By Simona Sikimic

BEIRUT: The recent UN climate meeting in Cancun may have raised hopes by promising to inject billions of dollars to help developing countries face global warming challenges but whether or not Lebanon will see an influx of cash remains to be seen, Environment Ministry representatives said Monday.

“The mechanism [for receiving funding] is not there yet and nothing is really known except that the details will follow later,” Vahakn Kabakian, project manager for the Environment Ministry-run Second National Communication to the UN Framework Convention on Climate Change (UNFCCC) Project and part of Lebanon’s delegation to the Mexico summit told The Daily Star.

Speaking at an American University Beirut (AUB) event “Assessing the Cancun Climate Change Summit: Views from Within” – held to evaluate the impact of the latest round of the convention – Kabakian stressed that tentative progress had been made but that much more remained to be done.

In order to avoid the worst affects of climate change countries have now, for the first time, firmly established 2 degrees Celsius as the ceiling on global temperature increases.
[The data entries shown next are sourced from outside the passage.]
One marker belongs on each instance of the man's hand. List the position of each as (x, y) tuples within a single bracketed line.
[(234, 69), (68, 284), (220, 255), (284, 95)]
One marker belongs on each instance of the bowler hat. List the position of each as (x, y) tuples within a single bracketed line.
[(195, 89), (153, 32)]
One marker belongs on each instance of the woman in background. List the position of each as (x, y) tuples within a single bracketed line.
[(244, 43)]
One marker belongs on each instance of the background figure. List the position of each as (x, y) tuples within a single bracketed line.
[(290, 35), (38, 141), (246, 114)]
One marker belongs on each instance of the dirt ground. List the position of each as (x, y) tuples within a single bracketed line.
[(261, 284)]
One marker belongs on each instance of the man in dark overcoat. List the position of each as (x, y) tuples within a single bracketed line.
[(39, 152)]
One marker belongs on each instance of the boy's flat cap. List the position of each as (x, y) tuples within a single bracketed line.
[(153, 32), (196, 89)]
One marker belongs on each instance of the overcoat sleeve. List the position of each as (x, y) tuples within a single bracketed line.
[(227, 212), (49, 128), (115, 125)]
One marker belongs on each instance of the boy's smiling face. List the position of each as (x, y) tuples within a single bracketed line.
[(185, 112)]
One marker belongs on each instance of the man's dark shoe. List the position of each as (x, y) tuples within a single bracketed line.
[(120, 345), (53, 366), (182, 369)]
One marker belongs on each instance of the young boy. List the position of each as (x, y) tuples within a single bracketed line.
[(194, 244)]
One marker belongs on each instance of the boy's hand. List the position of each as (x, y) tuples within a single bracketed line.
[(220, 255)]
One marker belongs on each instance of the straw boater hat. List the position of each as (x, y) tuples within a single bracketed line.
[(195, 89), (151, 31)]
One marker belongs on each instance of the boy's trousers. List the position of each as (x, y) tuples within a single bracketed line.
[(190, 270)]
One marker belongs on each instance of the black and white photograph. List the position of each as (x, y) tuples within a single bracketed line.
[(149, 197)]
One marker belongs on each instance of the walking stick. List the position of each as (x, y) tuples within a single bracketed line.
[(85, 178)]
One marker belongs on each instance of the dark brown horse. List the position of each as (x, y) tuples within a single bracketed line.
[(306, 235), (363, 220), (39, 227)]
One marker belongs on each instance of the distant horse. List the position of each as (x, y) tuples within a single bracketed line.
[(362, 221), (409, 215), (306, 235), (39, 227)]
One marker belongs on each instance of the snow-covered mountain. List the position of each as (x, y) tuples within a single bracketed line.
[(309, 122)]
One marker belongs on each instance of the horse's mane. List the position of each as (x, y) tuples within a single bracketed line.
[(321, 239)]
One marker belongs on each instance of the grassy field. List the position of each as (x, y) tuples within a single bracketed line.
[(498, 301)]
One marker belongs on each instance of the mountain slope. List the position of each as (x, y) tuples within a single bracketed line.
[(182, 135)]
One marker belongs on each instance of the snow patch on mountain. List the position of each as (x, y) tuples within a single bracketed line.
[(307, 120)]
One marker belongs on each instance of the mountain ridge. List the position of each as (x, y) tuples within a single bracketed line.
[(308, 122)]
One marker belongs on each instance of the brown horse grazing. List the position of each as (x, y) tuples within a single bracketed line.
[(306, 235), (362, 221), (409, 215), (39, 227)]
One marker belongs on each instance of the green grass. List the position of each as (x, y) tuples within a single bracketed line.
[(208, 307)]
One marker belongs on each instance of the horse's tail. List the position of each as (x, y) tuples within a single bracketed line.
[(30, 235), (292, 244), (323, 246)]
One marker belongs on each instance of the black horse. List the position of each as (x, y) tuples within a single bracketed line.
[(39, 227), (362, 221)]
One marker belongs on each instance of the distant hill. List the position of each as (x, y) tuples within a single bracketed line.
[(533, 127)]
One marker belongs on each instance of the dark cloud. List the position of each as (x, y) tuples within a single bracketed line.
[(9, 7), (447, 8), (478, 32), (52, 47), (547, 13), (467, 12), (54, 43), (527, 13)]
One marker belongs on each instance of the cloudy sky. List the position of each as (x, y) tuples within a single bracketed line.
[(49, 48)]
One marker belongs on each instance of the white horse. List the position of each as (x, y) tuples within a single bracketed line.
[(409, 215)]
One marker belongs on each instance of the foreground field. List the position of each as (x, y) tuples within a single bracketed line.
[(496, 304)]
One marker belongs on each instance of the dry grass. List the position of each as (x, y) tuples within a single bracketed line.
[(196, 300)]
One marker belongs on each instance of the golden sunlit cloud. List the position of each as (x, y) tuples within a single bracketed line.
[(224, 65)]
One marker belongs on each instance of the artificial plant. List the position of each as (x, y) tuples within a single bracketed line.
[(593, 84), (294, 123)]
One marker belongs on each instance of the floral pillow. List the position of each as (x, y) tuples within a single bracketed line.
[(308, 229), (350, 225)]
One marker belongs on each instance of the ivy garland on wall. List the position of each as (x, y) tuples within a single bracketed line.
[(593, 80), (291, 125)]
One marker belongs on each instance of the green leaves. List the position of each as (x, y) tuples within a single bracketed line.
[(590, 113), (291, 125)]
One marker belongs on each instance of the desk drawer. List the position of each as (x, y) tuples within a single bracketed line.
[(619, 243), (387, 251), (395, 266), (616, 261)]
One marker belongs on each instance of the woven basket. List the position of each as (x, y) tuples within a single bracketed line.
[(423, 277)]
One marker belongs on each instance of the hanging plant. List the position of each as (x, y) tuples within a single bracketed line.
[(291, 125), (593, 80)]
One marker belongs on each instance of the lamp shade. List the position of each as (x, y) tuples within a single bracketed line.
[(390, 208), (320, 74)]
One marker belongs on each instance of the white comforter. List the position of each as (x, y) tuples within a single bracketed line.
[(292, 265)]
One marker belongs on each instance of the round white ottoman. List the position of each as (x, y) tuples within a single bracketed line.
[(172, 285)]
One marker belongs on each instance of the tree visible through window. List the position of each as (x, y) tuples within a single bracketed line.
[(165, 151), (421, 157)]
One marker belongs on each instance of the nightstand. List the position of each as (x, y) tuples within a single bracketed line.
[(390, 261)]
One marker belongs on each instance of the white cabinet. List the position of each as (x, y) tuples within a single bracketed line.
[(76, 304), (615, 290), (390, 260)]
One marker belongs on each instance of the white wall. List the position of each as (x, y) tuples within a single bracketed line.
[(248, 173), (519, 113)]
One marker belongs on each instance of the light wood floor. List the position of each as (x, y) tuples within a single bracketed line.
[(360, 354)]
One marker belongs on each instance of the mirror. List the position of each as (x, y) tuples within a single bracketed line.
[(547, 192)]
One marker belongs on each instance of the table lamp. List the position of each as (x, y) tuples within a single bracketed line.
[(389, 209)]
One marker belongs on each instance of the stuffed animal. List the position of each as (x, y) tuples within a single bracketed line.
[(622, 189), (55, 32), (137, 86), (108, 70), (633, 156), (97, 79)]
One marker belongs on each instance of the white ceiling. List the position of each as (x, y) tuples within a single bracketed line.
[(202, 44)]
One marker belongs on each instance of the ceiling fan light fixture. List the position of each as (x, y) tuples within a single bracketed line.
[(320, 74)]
With the help of advocacy from several nations, including Lebanon which personally pushed for “annual temperatures to be [kept] as far below 2 degrees Celsius as necessary” this number is also open to revision downward pending scientific reevaluation.

The problem with Cancun, like its much-publicized predecessor in Copenhagen last year, remains a lack of legally binding limits. Alongside other developing countries and many climate scientists, Lebanon has proposed that developed countries adopt at least a 40 percent emissions reduction based on 1990 levels by 2020 and an 80 percent cut by 2050.

Presently only the EU has promised to achieve a 20 percent target by 2020, which may be extended to 30 percent if other countries commit to tangible reductions, with the US – bogged down by opposition in Congress – lagging behind. Rapidly industrializing countries, namely India and China, have now conceded to make sacrifices but will only do so if Europe and America take the lead.

“If scientific predictions are to be believed, even if all the pledges made at Cancun were fulfilled we will still fail to meet the 2 degrees temperature increase target,” said Kabakian. “At this pace we are heading toward a much higher increase of 3.2 degrees.”

Such a rise above pre-industrial levels would cause global sea levels to rise up to 50 centimeters and would almost certainly increase the frequency and severity of extreme weather events such as droughts, floods, storms and wildfires, as witnessed recently in Lebanon.

“What we have seen thus far is a collection of pledges and not commitments, and near total absence of the numbers we had hoped for,” said Kabakian.

Developed countries made headlines by promising to establish a fast-start green fund which would provide some $30 billion for adaptation and mitigation projects until 2012 in preparation for the $100 billion a year climate fund expected to materialize by 2020.

A mere week after the conclusion of talks, however, and fears are already running high that this cash may have simply been “repackaged” and that the murky funding application process will prevent governments from accessing the funding.

“One of our main issues was that any funding had to be additional and separate from past development spending,” said UN Development Program project assistant Lea Kai, who was part of Lebanon’s Cancun negotiating team. “There seems to be a lot of confusion from all over, with even the donor countries unsure what money has been allocated where. We are now left wondering if it’s actually the same money.”

The next UNFCCC meeting is scheduled for November 2011 in Durban.